Please do not edit this page unless you plan to implement the new feature yourself. This is not a feature request page

User certificate

Many people have asked for a way to register new users from inside the client. Any such scheme is inherently dangerous, as it opens up for social engineering attacks and it also has the problem when murmur is connected to an external database. How do you add users to a phpBB database through DBus?

It also has major problems with account self-management. If a user forgets his password, how can he prove he is who he says he is? The current scheme using email authentication ensures there is at least a single fallback method, but an in-client solution has no such security.

As an alternative user authentication method, we plan to have each client generate a SSL certificate. This certificate is then your password. This password will never be sent to any server, it will just be used for public key authentication. As such, the same certificate can be used on all servers you connect to.

Once this is in place, it's pretty easy to "fix" connected user. Such an operation just assigns that user a murmur userID. So a server admin would click a user and "assign ID" or the ACLs would allow the user to do that themselves.

In such a system, it is up to the user to copy the certificate to a secure location. However, he only has to do so once, and it's the same certificate being used for all servers. We might even support using "real" third-party certificates that are stored in the certificate store of the OS.

Video

The current overlay texture system is designed for high speed texture transfers in a format that happens to be 60 pixels high. This is no coincidence.
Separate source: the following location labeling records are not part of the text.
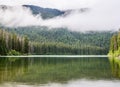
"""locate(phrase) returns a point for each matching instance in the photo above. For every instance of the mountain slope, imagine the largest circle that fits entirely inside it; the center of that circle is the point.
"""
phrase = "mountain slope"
(45, 12)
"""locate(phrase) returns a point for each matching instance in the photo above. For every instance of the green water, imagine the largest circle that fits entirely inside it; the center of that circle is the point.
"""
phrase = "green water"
(60, 70)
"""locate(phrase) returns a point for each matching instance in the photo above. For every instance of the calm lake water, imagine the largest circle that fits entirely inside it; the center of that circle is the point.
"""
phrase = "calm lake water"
(59, 72)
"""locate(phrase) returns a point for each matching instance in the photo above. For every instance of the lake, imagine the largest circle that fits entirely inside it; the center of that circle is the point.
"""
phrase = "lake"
(59, 71)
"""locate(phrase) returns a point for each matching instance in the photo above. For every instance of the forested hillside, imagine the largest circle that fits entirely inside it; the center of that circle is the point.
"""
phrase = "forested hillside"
(12, 44)
(64, 41)
(115, 45)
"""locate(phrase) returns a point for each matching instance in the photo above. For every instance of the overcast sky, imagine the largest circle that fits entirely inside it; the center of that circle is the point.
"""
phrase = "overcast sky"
(103, 15)
(60, 4)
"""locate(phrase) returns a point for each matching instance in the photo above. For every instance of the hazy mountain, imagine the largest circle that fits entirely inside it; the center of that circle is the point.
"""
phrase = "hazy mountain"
(45, 12)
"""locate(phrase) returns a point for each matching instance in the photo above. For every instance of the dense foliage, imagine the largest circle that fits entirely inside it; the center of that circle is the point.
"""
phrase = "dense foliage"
(12, 44)
(63, 41)
(115, 45)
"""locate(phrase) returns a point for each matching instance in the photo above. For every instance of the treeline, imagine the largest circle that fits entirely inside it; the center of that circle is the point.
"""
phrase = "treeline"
(115, 45)
(91, 39)
(63, 49)
(13, 44)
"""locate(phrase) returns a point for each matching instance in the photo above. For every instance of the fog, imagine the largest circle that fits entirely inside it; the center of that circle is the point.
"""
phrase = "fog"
(79, 83)
(102, 15)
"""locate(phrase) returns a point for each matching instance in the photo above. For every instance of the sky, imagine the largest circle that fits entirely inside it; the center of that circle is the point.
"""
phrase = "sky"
(103, 14)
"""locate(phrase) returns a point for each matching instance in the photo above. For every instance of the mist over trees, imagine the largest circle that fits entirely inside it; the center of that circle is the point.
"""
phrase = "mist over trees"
(62, 41)
(13, 44)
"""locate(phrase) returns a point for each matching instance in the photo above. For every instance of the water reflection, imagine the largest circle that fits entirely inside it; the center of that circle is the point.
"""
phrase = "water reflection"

Using H.264 encoding, 80x60 pixels is small enough that we can encode a 15fps video stream with minimal CPU impact. The bitrate will also be low (lower than existing audio streams), and with a bit of filtering the quality is near perfect. I really mean this; what filtering did for the audio quality in Mumble it also does for video quality.
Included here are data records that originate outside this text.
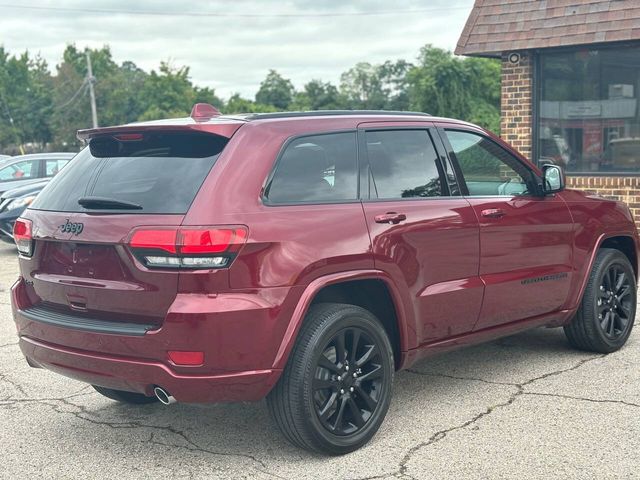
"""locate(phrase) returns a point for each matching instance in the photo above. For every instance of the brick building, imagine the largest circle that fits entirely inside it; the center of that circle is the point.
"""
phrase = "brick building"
(570, 85)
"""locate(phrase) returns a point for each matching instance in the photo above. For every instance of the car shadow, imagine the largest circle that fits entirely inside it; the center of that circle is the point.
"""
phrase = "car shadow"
(245, 431)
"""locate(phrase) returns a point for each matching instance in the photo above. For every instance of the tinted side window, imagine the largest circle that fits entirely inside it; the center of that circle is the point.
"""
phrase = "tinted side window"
(52, 167)
(488, 169)
(402, 164)
(318, 168)
(20, 170)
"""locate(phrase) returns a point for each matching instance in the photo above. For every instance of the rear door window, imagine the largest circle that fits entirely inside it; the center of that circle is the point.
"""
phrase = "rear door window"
(160, 172)
(52, 167)
(20, 170)
(402, 164)
(316, 169)
(487, 168)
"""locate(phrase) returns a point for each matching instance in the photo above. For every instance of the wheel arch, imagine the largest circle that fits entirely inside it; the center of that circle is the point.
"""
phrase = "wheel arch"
(625, 242)
(370, 289)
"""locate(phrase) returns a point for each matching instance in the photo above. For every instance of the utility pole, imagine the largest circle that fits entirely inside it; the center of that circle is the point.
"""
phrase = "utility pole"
(91, 79)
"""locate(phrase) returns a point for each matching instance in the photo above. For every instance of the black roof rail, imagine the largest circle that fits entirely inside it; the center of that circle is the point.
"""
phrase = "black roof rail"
(328, 113)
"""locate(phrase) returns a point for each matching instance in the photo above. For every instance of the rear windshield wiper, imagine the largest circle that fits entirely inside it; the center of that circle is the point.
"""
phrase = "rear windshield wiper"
(108, 203)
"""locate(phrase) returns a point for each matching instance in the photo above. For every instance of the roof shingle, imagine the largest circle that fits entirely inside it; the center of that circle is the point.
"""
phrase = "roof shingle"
(496, 26)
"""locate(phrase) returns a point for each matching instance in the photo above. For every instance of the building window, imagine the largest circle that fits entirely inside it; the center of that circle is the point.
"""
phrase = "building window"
(588, 116)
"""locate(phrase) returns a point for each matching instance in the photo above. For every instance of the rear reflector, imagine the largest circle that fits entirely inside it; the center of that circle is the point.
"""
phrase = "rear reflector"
(186, 358)
(186, 247)
(23, 236)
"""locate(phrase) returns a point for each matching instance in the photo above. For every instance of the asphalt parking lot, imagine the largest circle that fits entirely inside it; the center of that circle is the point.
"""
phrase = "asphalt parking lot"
(526, 406)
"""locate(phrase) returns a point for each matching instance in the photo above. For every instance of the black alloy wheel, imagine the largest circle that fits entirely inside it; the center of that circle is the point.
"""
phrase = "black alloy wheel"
(347, 381)
(615, 302)
(607, 311)
(336, 387)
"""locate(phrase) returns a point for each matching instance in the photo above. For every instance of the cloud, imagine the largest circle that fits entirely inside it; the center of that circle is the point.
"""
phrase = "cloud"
(233, 53)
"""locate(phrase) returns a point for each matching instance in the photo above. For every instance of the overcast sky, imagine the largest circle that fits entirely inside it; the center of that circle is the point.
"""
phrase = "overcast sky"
(231, 45)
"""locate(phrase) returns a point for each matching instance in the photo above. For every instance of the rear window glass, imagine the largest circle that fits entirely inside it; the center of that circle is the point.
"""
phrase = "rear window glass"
(317, 168)
(160, 172)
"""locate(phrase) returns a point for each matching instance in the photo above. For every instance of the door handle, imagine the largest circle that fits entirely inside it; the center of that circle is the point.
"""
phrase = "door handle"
(493, 213)
(390, 217)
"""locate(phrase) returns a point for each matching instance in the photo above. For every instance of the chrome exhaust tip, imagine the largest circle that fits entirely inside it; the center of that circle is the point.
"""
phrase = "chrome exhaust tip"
(163, 396)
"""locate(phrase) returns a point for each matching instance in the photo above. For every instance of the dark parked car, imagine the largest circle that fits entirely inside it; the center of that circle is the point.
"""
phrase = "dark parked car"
(25, 169)
(13, 203)
(305, 257)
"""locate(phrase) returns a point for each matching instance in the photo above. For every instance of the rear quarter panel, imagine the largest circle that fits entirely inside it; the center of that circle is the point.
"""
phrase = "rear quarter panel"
(291, 248)
(595, 219)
I'd like to see this happen; I miss seeing my friends when we're gaming. It's one thing to hear enthusiasm, it's quite another to see it.

There are two major challenges. The first is a technical one. 80x60 pixels is not much. It is enough to see a face clearly, if the face is the only thing in the picture. However, most people have their cameras placed so that 70% of the picture area is the room they are sitting in. That will not give a good enouh picture. So, we'll need a method to extract what we need from the image.

The second is bandwidth. Yes, the video stream will use less bandwidth that an audio stream, but it will be going the whole time. This means that while audio bandwidth scales linearly with the number of users, video bandwidth scales exponentially. For example, if we assume that each user has 30 kbit/s of audio and 20 kbit/s of video. When one user talks, the others shut up. With 10 users, that's 9*30=270 kbit/s out from the server. Video, which is going the entire time, is 9*20=180kbit/s for each user, giving us a total of 1.8Mbit/s. For all clans and guilds who host their servers somewhere with free bandwidth, this is not a problem. However, I don't really want to know what a 2mbit/s commercial hosting is going to cost. I doubt it's cheap.